Variations in cupping technique developed over time. This includes shuiguanfa or liquid cupping, such as when bamboo cups were boiled in an herbal tea before being applied; luoci or vein pricking, letting a small amount of blood before applying the cup to promote circulations and get rid of stasis; and gliding cupping, were the cup is moved over the surface of the skin while the suction is still active.
Cupping continued to be used around the world until modern times. In Europe and America doctors used cupping to treat colds and chest infections. In Islamic societies, cupping is known as hijamah. Russia and China worked together for a time to confirm the clinical efficacy of cupping. In China, cupping eventually developed a new use: to divert blood from the site of surgery and reduce bleeding at the incision.
Early in the 20th century, glass drinking cups replaces pottery or bamboo. Bamboo cups deteriorated over time and with repeated heating, and pottery cups tended to break extremely easily. Eventually glass devices were developed specifically for cupping. In addition to being sturdy and easy to make, glass cups made it possible for practitioners to see the skin under the cup. This made it easier to judge the response of the skin.
The glass cups were heated with fire using one of two techniques. Shanhuofa or flash fire cupping, involved lighting an alcohol soaked cotton ball inside the cup. It burned quickly, heating the air inside the cup and creating suction as the sup was placed on the skin. Dijiufa or alcohol fire cupping used a small amount of alcohol inside the cup. The alcohol was lit and burnt off, then the cup was placed on the skin.
Both these and traditional techniques relied on heat to create a vacuum. For this reason traditional uses of cupping emphasize it's effectiveness against cold. The next development changed this.
In the late 20th century, a method of cupping was developed which creating suction mechanically. Cupping jars were made with valves in the top. The practitioner attached a hand pump to the valves and pumped the air out to create a vacuum.

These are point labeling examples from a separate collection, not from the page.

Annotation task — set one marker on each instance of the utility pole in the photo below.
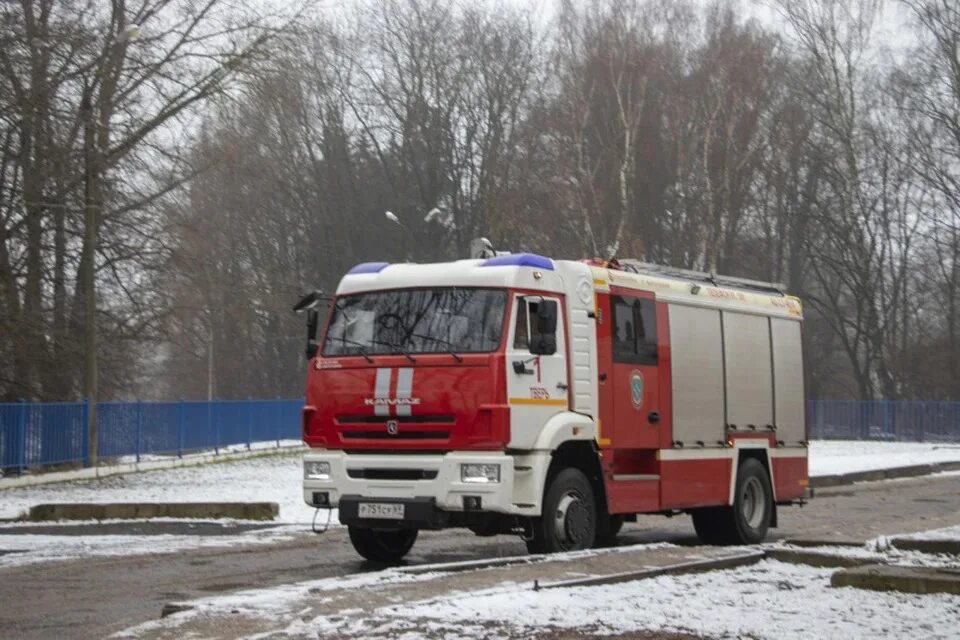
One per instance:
(88, 275)
(94, 135)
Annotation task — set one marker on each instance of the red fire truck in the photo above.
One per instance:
(553, 399)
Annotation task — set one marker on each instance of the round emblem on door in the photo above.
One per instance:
(636, 389)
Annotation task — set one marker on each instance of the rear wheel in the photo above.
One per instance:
(747, 520)
(385, 546)
(569, 520)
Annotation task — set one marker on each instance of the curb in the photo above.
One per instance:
(922, 580)
(817, 559)
(134, 511)
(95, 473)
(927, 546)
(874, 475)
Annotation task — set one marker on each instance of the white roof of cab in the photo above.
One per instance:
(537, 273)
(539, 276)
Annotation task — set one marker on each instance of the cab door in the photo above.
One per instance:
(536, 367)
(633, 381)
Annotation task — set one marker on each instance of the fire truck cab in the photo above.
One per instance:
(553, 399)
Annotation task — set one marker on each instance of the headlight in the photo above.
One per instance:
(480, 473)
(314, 470)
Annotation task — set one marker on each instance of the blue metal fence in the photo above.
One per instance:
(47, 434)
(903, 420)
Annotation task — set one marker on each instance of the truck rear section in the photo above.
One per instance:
(553, 399)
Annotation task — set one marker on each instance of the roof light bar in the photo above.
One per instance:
(520, 260)
(368, 267)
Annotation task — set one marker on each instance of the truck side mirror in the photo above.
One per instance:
(547, 316)
(313, 319)
(544, 343)
(309, 304)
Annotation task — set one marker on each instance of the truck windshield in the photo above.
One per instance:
(441, 320)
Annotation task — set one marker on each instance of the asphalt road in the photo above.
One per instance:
(95, 597)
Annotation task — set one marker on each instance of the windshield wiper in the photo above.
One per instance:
(449, 345)
(360, 348)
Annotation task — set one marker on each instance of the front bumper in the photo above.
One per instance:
(438, 482)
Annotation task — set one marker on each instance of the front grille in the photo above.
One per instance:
(401, 435)
(393, 474)
(420, 419)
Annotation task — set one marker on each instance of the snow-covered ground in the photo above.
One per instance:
(278, 478)
(768, 600)
(771, 599)
(828, 457)
(274, 478)
(947, 533)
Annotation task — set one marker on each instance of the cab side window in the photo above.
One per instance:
(634, 330)
(536, 325)
(525, 331)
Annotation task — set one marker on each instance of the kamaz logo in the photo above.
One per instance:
(391, 402)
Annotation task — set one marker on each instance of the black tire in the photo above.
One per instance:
(383, 546)
(569, 520)
(747, 521)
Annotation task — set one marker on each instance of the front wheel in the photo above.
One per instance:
(384, 546)
(569, 520)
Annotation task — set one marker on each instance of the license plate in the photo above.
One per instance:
(384, 511)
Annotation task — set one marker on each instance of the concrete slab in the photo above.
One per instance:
(922, 580)
(817, 559)
(927, 546)
(693, 566)
(128, 511)
(825, 542)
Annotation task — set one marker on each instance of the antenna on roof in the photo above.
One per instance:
(482, 248)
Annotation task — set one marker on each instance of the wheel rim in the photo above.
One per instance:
(572, 520)
(752, 502)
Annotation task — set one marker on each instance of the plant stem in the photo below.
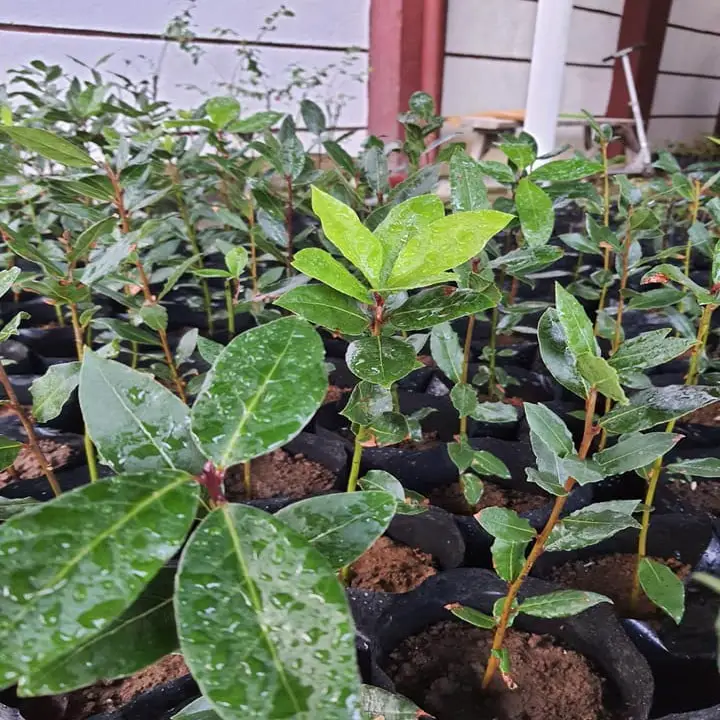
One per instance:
(80, 350)
(654, 477)
(539, 545)
(355, 465)
(30, 432)
(694, 209)
(230, 307)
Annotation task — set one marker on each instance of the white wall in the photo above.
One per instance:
(332, 25)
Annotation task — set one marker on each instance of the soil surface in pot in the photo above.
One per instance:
(104, 697)
(703, 496)
(279, 474)
(708, 415)
(612, 575)
(452, 499)
(26, 466)
(441, 669)
(389, 566)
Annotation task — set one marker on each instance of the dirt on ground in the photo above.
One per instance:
(389, 566)
(441, 670)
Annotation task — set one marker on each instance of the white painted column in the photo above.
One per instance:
(547, 71)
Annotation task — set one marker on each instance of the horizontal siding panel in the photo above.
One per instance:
(686, 51)
(183, 83)
(322, 22)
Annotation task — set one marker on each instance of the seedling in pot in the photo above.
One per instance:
(571, 353)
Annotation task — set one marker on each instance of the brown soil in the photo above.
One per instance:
(441, 669)
(708, 415)
(612, 575)
(389, 566)
(335, 394)
(451, 498)
(280, 473)
(26, 466)
(104, 697)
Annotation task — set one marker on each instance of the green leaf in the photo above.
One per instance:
(505, 524)
(508, 558)
(550, 429)
(222, 111)
(244, 579)
(451, 241)
(576, 324)
(446, 350)
(467, 187)
(8, 278)
(663, 587)
(376, 703)
(535, 210)
(464, 398)
(557, 356)
(344, 230)
(366, 402)
(562, 603)
(124, 529)
(381, 360)
(472, 488)
(12, 326)
(9, 450)
(657, 405)
(135, 423)
(145, 632)
(486, 464)
(322, 266)
(598, 373)
(321, 305)
(565, 170)
(341, 526)
(696, 467)
(51, 391)
(472, 616)
(634, 452)
(649, 350)
(48, 145)
(588, 526)
(262, 390)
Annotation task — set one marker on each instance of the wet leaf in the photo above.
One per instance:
(556, 354)
(344, 230)
(663, 587)
(437, 305)
(134, 422)
(145, 632)
(505, 524)
(508, 558)
(472, 616)
(48, 145)
(467, 186)
(634, 452)
(535, 210)
(657, 405)
(321, 305)
(321, 265)
(341, 526)
(382, 360)
(562, 603)
(51, 391)
(446, 351)
(261, 392)
(253, 592)
(122, 529)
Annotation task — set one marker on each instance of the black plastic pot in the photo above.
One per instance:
(384, 622)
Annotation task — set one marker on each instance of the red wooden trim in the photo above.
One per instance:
(407, 53)
(643, 22)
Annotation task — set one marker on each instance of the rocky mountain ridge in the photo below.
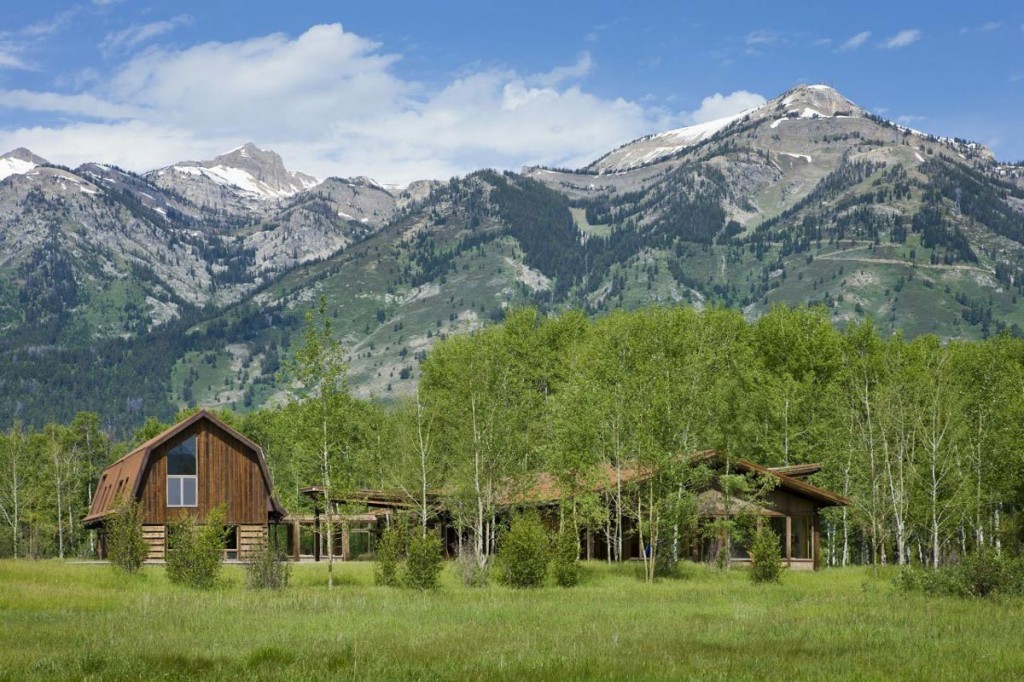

This method, called baguanfa or suction cup therapy has a number of advantages and some disadvantages. The major advantages are the greater control over the amount of suction and the hazards involve with using fire are avoided. However without the use of fire to provide heat, the method of cupping is not effective for treating cold conditions. Also, plastic cups are sometimes used in place of glass, and the plastic does not slide over the skin, making gliding cupping unworkable.
Cupping has evolved a great deal in its nearly two millenia. As western medical science continues to investigate this ancient treatment, it is likely that we see it continue to evolve in new directions.